Aber warum Dublin? Frédéric, ein Ex-Kommilitone von Alex, der seit zwei Jahren in Dublin arbeitete, hatte uns erzählt, es gebe dort jetzt jede Menge Jobs, nicht nur in der Informationstechnologie. Die Iren seien so glücklich über den wirtschaftlichen Aufschwung, dass sie sich in einer Art Dauerhoch befänden. Auch deutsche Zeitungen hatten den Celtic Tiger entdeckt und schrieben über die gute Stimmung im ehemaligen „Armenhaus Europas“. Internationale Konzerne, allen voran amerikanische, ließen sich im Dubliner Großraum nieder, um von dort aus den europäischen Markt zu bedienen. Sie suchten händeringend junge, flexible Arbeitskräfte, die möglichst viele Sprachen beherrschten. Leute wie Alex und mich.

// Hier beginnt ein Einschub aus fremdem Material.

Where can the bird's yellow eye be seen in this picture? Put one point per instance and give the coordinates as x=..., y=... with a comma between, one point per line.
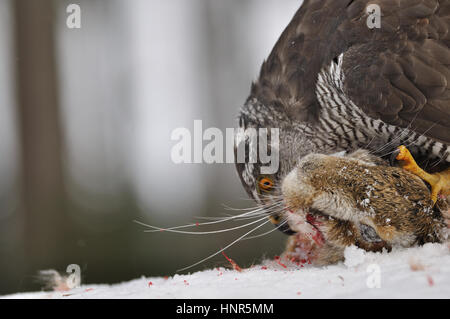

Es hatte eine Zeit gegeben, in der meine Begeisterung für die Grüne Insel meine eher bewundernde Liebe zu Frankreich völlig verdrängt hatte. Nach dem Abitur war ich mit einer Freundin zwei Sommer lang durch Irland gereist. In Dublin waren wir nur kurz gewesen. Als echte Ökos auf dem Naturtrip konnte uns die Stadt wenig bieten. Ganz im Gegensatz zur rauen, unbezähmbaren Landschaft Connemaras und Donegals. Die war mir nicht nur im Gedächtnis, sondern – ja, wirklich! – im Herzen geblieben. Und ich war bezaubert von den kontaktfreudigen, herzlichen Menschen, die uns staubige Tramper zum nächsten Hostel fuhren, obwohl es nicht auf ihrem Weg lag. Ich mochte ihren Galgenhumor und ihre wehmütig-fröhliche Musik. Ich mochte sogar ihre Pubs, obwohl ich damals überhaupt keine Kneipengängerin war. Es waren zwei lustige und besinnliche Sommer mit den Pogues und Fiddler’s Green, mit Bölls Irischem Tagebuch, unseren Skizzenbüchern, Brombeerhecken und Crunchy-Nut-Müsli. Die einzige brenzlige Situation auf der Reise war, dass uns eine Kuhherde attackierte, als wir ihre saftige Wiese überquerten.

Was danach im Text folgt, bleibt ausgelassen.